Alvy Singer (Woody Allen) is a neurotic stand-up comedian who reflects on the demise of his last relationship. He dated a woman named Annie Hall (Diane Keaton) who was an aspiring nightclub singer. Alvy reflects over the good times and bad times over the course of their relationship and also on factors that caused this relation to happen. He talks about growing up near C0ney Island, how he had sexual desires from a very young age, and how he always felt guilty about his Jewish heritage growing up.
I’ve seen this movie twice. The first time, it took awhile for me to appreciate Woody Allen’s acting in this film. This time, I was instantly brought in to the story by his inner monologue. Allen is essentially playing himself with lots of rapid intellectual dialogue. But I enjoyed watching him piece out the information on why his relationship failed. I really did like how be added depth to his character. He may be funny, but it’s not all about the comedy this time around. Diane Keaton, whom we know from The Godfather, does very well in her role. Her character is somewhat based off herself she admitted. Her character is shy, insecure at times, but she’s sweet and honest. There are some good supporting roles here too. We get to see a young Christopher Walken as Annie’s brother Duane. We see two other women that Alvy got into relationships with and they were performed decently from Carol Kane and Shelley Duvall. Also, there are two blink-or-you-miss cameos in the film. Keep any eye out for Jeff Goldblum and Signourey Weaver!

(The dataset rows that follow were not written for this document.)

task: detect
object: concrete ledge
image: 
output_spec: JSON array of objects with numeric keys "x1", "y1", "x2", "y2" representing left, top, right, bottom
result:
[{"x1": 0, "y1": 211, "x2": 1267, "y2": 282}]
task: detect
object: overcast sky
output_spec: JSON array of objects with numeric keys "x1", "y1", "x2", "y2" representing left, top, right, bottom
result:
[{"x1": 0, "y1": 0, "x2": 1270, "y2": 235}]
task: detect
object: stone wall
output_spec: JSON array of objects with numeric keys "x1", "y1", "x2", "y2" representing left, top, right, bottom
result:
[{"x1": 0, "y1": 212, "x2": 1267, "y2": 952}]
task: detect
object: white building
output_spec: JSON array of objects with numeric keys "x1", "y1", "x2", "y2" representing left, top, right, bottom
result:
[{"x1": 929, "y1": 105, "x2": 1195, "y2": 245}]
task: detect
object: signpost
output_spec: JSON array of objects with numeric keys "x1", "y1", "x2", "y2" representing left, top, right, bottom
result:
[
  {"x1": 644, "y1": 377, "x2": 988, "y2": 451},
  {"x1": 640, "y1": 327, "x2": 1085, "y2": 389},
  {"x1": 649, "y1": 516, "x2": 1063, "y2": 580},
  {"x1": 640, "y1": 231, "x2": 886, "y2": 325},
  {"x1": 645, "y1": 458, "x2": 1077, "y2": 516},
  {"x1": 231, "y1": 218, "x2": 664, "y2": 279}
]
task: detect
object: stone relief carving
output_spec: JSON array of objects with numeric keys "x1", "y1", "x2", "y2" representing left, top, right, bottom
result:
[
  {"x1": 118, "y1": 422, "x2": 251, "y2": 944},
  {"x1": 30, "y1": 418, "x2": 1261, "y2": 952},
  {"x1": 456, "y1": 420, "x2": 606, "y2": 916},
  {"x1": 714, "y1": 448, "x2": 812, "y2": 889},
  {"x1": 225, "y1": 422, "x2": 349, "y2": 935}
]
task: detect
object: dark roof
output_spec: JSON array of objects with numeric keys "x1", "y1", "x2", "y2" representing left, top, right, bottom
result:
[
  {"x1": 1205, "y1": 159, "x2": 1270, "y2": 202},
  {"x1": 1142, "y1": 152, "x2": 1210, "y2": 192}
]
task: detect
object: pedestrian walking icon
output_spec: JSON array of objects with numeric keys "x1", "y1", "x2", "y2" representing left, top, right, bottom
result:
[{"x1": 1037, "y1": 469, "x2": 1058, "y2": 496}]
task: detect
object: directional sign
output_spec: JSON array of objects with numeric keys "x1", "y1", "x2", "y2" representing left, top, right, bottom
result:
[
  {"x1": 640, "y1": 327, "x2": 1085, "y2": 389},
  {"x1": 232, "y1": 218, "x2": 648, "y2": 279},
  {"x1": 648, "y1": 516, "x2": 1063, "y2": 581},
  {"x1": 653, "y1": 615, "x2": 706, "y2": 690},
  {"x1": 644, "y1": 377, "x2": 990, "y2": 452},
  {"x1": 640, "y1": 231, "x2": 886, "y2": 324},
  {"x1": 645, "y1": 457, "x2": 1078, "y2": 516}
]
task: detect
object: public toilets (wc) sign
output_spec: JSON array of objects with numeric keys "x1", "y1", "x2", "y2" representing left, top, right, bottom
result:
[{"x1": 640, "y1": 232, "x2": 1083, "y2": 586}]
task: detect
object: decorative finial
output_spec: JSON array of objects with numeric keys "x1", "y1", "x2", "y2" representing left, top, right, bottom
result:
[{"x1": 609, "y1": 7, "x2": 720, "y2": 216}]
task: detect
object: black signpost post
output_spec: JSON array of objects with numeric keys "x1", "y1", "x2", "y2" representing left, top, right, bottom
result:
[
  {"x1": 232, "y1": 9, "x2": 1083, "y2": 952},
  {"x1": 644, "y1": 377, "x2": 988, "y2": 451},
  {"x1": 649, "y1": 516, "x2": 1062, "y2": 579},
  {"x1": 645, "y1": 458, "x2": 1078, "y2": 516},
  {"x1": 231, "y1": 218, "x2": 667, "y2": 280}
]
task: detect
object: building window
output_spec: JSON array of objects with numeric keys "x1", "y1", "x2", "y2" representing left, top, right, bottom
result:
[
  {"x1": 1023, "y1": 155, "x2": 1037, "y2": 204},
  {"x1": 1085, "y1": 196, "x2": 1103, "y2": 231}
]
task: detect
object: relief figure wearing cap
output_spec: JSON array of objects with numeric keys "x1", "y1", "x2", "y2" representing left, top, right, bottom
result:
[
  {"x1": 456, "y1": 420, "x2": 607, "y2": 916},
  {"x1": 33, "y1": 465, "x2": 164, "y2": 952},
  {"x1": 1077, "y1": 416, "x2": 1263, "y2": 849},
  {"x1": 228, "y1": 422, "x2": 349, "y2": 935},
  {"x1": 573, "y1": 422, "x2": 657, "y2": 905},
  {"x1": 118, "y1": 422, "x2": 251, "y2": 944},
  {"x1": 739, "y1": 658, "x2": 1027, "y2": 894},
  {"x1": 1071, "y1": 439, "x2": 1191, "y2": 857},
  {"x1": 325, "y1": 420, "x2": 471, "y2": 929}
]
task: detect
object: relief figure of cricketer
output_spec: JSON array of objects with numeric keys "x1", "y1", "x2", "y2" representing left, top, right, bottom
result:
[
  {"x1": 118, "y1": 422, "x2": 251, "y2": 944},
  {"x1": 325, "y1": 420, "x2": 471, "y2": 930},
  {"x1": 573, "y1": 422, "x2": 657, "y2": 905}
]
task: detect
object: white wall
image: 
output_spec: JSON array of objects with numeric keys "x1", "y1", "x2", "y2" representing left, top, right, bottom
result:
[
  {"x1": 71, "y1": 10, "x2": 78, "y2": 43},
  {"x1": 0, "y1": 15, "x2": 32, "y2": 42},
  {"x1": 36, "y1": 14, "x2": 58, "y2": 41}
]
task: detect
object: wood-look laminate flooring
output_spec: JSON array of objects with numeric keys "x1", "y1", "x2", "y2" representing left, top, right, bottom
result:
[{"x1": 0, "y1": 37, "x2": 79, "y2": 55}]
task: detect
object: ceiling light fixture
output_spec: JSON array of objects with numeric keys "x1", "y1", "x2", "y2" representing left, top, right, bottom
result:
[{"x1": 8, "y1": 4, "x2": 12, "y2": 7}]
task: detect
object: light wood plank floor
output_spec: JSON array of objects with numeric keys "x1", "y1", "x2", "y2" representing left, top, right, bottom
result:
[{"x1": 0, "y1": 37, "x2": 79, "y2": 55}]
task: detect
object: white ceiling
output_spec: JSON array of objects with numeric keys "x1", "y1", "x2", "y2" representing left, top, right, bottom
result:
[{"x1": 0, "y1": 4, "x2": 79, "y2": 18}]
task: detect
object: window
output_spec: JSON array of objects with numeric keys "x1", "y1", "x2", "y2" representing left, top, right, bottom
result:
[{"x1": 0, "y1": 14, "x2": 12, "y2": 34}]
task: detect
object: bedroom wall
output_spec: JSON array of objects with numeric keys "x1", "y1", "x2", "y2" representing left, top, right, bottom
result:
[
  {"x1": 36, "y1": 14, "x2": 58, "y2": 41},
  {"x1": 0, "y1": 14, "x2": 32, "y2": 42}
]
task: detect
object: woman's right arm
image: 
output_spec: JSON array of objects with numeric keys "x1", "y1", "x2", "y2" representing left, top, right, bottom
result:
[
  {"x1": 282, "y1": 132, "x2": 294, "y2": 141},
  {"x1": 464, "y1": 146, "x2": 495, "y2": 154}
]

Overall, I enjoyed watching what is probably Woody Allen’s most personal movie. He later admitted he was not happy with the film because it was not the film he intended to make. But that didn’t stop critics and audiences alike all around the world from calling Annie Hall the best movie of 1977. Unfortunately, I do not share that sentiment. I do, however, think this film is a good watch. It’s funny at times, but it is also a thoughtful film. I would even call it a semi-experimental film. It’s a film that you need to pay utmost attention to or you’ll be lost. The story is not linear because there are mnay flashbacks spread throughout. Only Woody Allen could create enough witty and strong dialogue where you wouldn’t need action to complement those words. For that reason alone, this film is deserving of its Best Screenplay Oscar win. This movie is a solid watch thanks to a strong, intelligent screenplay and very strong performances from Woody Allen and Diane Keaton. However, it falls short from the masterpiece everyone claims it to be.